Furthermore, Google does +2 billion queries daily yet they still only pay
between %2-3 in taxes.

[http://www.theatlantic.com/business/archive/2010/10/googles-...](http://www.theatlantic.com/business/archive/2010/10/googles-
tax-loophole-scheme-is-legal-but-is-it-evil/65030/)

I'm not saying it's right. I'm just saying that it doesn't make Megaupload
"shady" for using these legal loopholes.

Furthermore, most people in the piracy "scene" know not to use Megaupload
because of their quick compliance with DMCA takedown notices - something
that's come over years of investment in their technology and takedown
procedures. Anything but shady in my opinion.

------
teyc
It is quite clear to me that YouTube is a private property and as such it has
no obligations to host anything it doesn't want.
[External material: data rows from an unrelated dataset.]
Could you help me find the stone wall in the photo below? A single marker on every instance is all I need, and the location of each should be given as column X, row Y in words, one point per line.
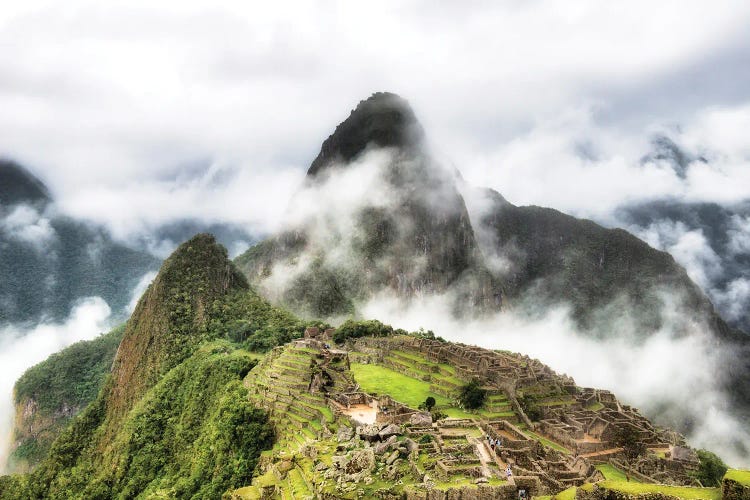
column 732, row 490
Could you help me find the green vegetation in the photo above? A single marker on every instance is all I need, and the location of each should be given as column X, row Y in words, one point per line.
column 611, row 472
column 627, row 438
column 59, row 387
column 354, row 329
column 194, row 434
column 547, row 442
column 568, row 494
column 71, row 377
column 596, row 406
column 528, row 404
column 377, row 379
column 711, row 469
column 740, row 476
column 633, row 488
column 472, row 395
column 173, row 419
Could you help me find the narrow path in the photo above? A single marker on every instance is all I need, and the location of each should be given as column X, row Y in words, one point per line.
column 610, row 451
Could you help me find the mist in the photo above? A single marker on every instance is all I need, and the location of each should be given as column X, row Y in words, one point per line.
column 668, row 376
column 22, row 348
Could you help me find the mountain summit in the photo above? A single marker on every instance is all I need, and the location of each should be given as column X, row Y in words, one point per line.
column 389, row 220
column 382, row 120
column 401, row 227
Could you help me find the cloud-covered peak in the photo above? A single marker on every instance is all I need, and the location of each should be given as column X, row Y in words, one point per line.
column 383, row 120
column 18, row 185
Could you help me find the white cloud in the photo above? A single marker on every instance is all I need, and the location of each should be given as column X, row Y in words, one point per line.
column 671, row 370
column 125, row 96
column 27, row 225
column 21, row 349
column 690, row 248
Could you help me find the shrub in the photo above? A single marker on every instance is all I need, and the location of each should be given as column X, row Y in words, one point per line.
column 472, row 395
column 711, row 469
column 355, row 329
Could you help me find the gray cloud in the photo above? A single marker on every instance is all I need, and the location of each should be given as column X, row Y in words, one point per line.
column 107, row 104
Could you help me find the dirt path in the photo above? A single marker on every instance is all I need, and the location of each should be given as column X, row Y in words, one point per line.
column 610, row 451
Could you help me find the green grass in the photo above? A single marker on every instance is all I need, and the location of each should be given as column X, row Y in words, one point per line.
column 595, row 406
column 611, row 472
column 404, row 389
column 547, row 442
column 568, row 494
column 740, row 476
column 453, row 412
column 633, row 488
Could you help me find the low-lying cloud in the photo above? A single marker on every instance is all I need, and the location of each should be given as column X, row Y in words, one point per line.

This is not a 1st Amendment
issue or even a DCMA issue, if UMG had a contractual agreement with YouTube,
whereas MegaUpload might not.

------
redthrowaway
_Interesting..._

It looked like UMG had made a strategic mistake in issuing takedown requests
for content they didn't own, but this could potentially be a win for them on a
much larger stage.

If, as they claim, their contract with Youtube gives them the right to take
down content they have no rights for, and that contract will necessarily be
revealed in discovery, then Google comes out of this the biggest loser by far.
UMG gets off scot-free in the Mega case and Google loses the trust of users
and content creators. I wouldn't be surprised if the content industry views
anything that hurts Google at this point as a win for them.